Groups Against Whale Shark Import
March 11, 2009

Release from: Zakaria Abdul Wahab
Malaysian National News Agency

SINGAPORE - Several local and international animal rights and conservation groups have launched an online campaign to prevent an upcoming Singapore resort centre from importing whale sharks for its marine life park.

The groups yesterday launched website www.whalesharkpetition.com for the public to voice their concerns over the resort's plan to import the threatened species of shark for its marine life park on Sentosa Island.

Resorts World at Sentosa (RWS), a casino-cum-theme park that is still under construction, will boast the world's biggest oceanarium with 700,000 fishes, including dolphins and whale sharks when it is completed next year.

RWS says on its website that the acquisition of animals for its marine park will be done in full compliance with international standards, such as the one set by the Convention on International Trade in Endangered Species of Wild Fauna and Flora (CITES).

The international groups that are against RWS's move are Sea Shepherd Conservation Society (SSCS) and People for the Ethical Treatment of Animals (PETA) and the local ones, The Green Volunteers, lovesharks.sg, Animal Concerns Research and Education Society (ACRES), Society for the Prevention of Cruelty to Animals (SPCA) and Cicada Tree Eco-Place.

In a statement here, the groups said although the local authorities would ensure that wild animals kept in captivity followed strict international standards of animal husbandry, there was "no man-made environment, no matter how large, to accommodate the needs of a whale shark."

They said whale sharks could dive up to 980 metres and migrate over 13,000km, and evidence had shown that they fared poorly in captivity, citing two cases of whale sharks, which died within five months of each other at the state-of-the-art Georgia aquarium in the United States.

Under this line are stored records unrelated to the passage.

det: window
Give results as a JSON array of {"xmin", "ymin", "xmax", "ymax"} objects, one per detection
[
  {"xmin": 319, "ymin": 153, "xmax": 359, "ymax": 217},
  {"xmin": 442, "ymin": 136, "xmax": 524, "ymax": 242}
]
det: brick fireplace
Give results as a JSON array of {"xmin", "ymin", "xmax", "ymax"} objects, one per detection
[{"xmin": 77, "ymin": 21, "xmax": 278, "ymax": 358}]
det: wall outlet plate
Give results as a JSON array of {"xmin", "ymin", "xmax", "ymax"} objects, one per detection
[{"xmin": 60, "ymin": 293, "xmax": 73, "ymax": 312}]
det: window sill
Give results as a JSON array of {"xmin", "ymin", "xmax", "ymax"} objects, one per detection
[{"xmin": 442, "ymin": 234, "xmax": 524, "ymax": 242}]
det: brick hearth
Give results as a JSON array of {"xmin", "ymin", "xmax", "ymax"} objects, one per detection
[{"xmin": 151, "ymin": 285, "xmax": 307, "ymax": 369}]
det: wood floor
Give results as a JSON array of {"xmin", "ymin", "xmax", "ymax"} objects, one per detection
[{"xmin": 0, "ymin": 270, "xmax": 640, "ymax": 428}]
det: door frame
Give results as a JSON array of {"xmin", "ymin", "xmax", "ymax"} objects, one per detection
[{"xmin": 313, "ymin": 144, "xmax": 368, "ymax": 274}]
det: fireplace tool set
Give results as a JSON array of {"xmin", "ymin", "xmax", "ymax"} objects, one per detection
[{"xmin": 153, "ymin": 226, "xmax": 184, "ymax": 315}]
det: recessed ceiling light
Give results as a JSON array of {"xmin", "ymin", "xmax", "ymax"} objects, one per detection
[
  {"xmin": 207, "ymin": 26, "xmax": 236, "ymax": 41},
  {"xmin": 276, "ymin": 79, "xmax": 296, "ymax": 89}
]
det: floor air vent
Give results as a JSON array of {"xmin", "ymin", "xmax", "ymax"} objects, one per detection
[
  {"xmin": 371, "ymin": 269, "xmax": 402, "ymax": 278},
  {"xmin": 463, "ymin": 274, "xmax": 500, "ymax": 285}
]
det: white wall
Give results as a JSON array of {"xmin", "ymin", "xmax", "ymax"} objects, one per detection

The organisations said, as whale sharks were a species vulnerable to extinction, efforts must be made to protect the remaining wild population and that there was no merit to remove them from the wild breeding population, especially with such poor captive survival rates.

The groups urged the Singapore Government to take the lead in Southeast Asian ecotourism by "creating a uniquely Singaporean Marine Life Park that would promote native flora and fauna, instead of putting vulnerable species in harm's way."